The Massachusetts Secretary of the Commonwealth at deadline had not released the official results from Tuesday’s primary, but data from The Associated Press, with over 99% of state precincts reporting, showed Markey with more than 55% of the vote, compared to over 44% for Kennedy.

Markey, one of the most liberal members of Congress, reliably partners with other hard-progressive lawmakers to push legislation that would restrict both the use of nuclear weapons, and the configuration of nuclear forces. 

In this session of Congress, he has filed bills that would make the nuclear arms limits of the New START treaty the law of the land, require the U.S. to declare that it would not be the first nation to fire nuclear weapons in a fight, and prohibit even preparations for future nuclear-explosive testing. None of the bills have much chance for advancement out of committee, let alone passage, in the GOP-controlled Senate.

Markey’s colleague, Sen. Elizabeth Warren (D-Mass.), has also advocated for a no first-use policy: something war scholars and strategists dismiss as an unverifiable promise destined to be disregarded in wartime, but which proponents say can diffuse global tension among nuclear-armed adversaries if paired publicly with a corresponding change in force structure.

Markey is now heavily favored to win a second term in the Senate in the Nov. 3 election, in which he’ll face Republican challenger Kevin O’Connor, a lawyer.

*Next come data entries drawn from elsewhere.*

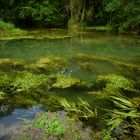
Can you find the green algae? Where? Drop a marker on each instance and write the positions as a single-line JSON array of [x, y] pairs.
[[87, 66], [64, 81], [49, 64], [2, 94], [116, 81], [91, 58], [27, 81], [11, 64]]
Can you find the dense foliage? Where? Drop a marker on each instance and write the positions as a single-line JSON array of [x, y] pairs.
[[120, 14]]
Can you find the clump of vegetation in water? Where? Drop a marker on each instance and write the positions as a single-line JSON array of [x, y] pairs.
[[2, 94], [11, 64], [55, 125], [87, 66], [51, 125], [124, 119], [117, 82], [27, 81], [8, 28], [114, 84], [83, 57], [64, 81], [81, 109], [49, 64]]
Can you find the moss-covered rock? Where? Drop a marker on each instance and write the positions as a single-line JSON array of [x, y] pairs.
[[87, 66], [5, 81], [11, 64], [115, 82], [49, 64], [26, 81], [83, 57], [2, 94], [64, 81]]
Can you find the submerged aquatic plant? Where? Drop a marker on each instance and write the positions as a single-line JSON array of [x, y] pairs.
[[11, 64], [115, 84], [51, 124], [123, 119], [28, 81], [64, 81], [81, 108], [49, 64]]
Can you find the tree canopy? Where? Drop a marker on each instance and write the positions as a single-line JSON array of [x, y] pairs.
[[122, 15]]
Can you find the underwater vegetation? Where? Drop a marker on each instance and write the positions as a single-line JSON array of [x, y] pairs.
[[49, 64], [25, 84]]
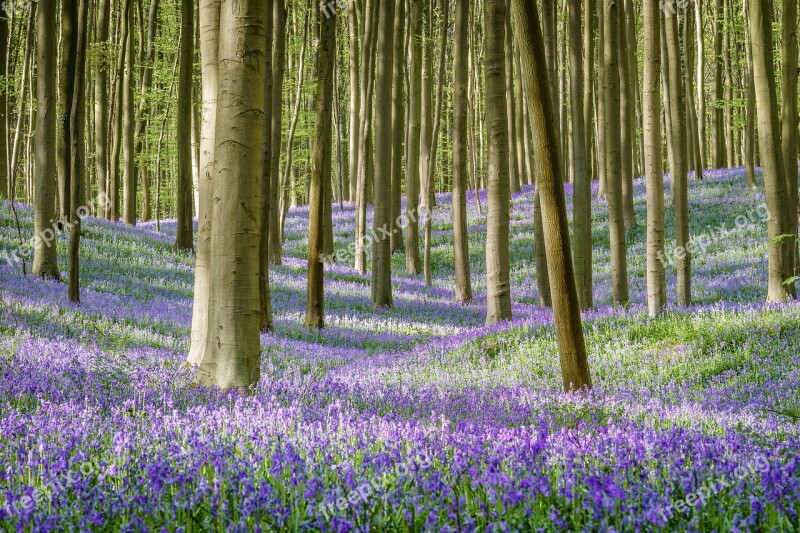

In beating Kennedy — who now will be leave the House in January after four terms, with the dubious distinction of being the first member of his politically distinguished family to lose a race for Congress in Massachusetts — Markey became a rallying point for the leftmost wing of the Democratic Party. One commentator likened Markey to “the second coming of [Sen.] Bernie Sanders [I-Vt.],” who did not endorse anybody in the primary contest just ended.